For over 50 years, the Democratic party has relied on black Americans to win elections, and stay in office across the nation.
In 2020, the number of Black Americans eligible to vote for president reached a record 30 million in 2020, with more than one-third living in nine of the nation’s most competitive states .
They include Arizona, Florida, Georgia, Iowa, Michigan, North Carolina, Ohio, Pennsylvania and Wisconsin.
A higher share than the 29% of all U.S. eligible voters who live in these states. Nationwide, Black eligible voters now make up 12.5% of the U.S. electorate, up from 11.5% in 2000.
In 2020 Joe Biden received solid support among African Americans.
Biden received 92% of the Black vote, statistically indistinguishable from Hillary Clinton’s 91% in 2016.
“His support among Black women was never in doubt, but President Trump’s alleged appeal to Black men turned out to be illusory. (His share of the Black male vote fell from 14% in 2016 to 12% in 2020 while Biden raised the Democrats’ share from 81% to 87%.) African Americans confirmed their status as a unique group of voters for whom the contemporary Republican Party holds no discernible appeal.”
So with this in mind, CNN host Phil Mattingly admitted Friday that his jaw “literally dropped” after hearing a young black voter admit that he doesn’t know if he will vote for President Joe Biden in 2024.
CNN anchor John King traveled to Milwaukee to gauged the 2024 local support of Biden in the black community.
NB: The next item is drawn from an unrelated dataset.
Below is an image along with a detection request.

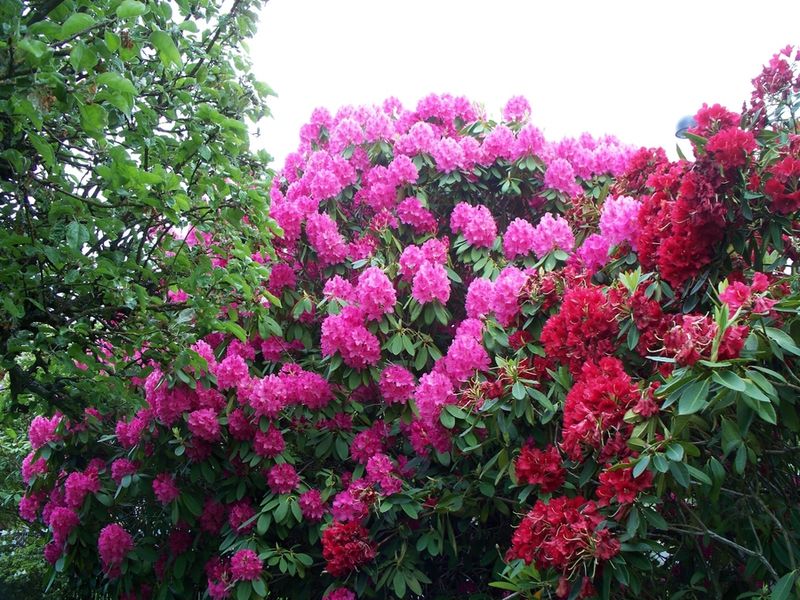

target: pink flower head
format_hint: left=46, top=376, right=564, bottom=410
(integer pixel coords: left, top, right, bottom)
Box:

He quickly realized after speaking with black voters that, according to him, there concerns could be a “giant problem” for Biden’s re-election hopes.
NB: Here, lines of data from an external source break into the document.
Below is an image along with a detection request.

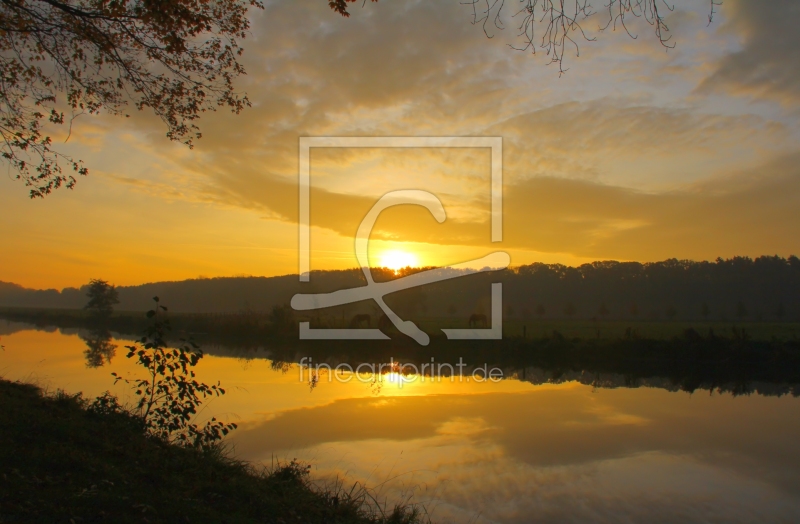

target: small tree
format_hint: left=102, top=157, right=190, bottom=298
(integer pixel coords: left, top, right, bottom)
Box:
left=111, top=297, right=236, bottom=449
left=775, top=302, right=786, bottom=320
left=83, top=278, right=119, bottom=319
left=665, top=304, right=678, bottom=320
left=536, top=304, right=547, bottom=320
left=736, top=302, right=747, bottom=320
left=564, top=302, right=576, bottom=317
left=597, top=302, right=608, bottom=318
King spoke with Devonta Johnson, a canvasser for Black Leaders Organizing for Communities, a typically shoe-in as a democratic vote.
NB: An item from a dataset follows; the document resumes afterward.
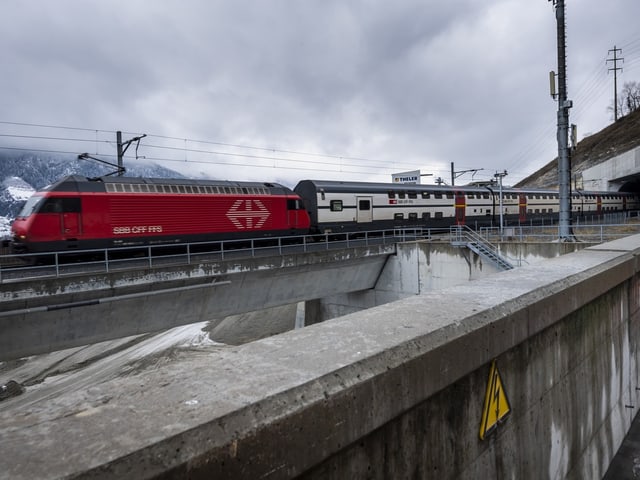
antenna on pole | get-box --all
[549,0,574,241]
King asked Johnson, “If you’re Joe Biden and you want to be re-elected, he’d have a problem today, right?”
“Yes, he would. He would have a big problem,” Johnson admitted.
King then asked Johnson who he will vote for: Biden or Donald Trump. “That’s a — that’s just a tough one,” Johnson responded.
When the report concluded, King put into perspective the significance of what he learned in Milwaukee.
“Just stunning, that young man there, ‘I don’t know who I’m going to vote for.’ A young black man in Milwaukee who is actually part of this activist community,” he said. “Then you have the older black women answering the door saying, ‘Yeah, people died for my right to vote, but I’m not sure I’m going to vote because I’m so disaffected and disenchanted.'”
That’s when Mattingly expressed his disbelief over Johnson’s brutal honesty.
“My jaw literally dropped at the end of that piece when he didn’t say who he was going to vote for. A 21-year-old young black man in the activist community doesn’t know,” the CNN anchor said.
King answered, “Because he looks at Washington and says, ‘What are they doing that’s relevant to my life? Nothing.'”
Another Milwaukee voter, Davette Bake, told King that he “love[s] Joe” but graded Biden’s presidency a four on a scale of 1 to 10.
Joanna Brookes, a liberal Yoga teacher focused on preserving abortion “rights”, expressed her concern that the Democratic Party takes black people for granted.
“Black voters in general, I think, tend to be pretty loyal to the Democratic Party. And sometimes I wonder, just based on how that party has performed thus far for people of color, if we should continue to be,” Brookes said.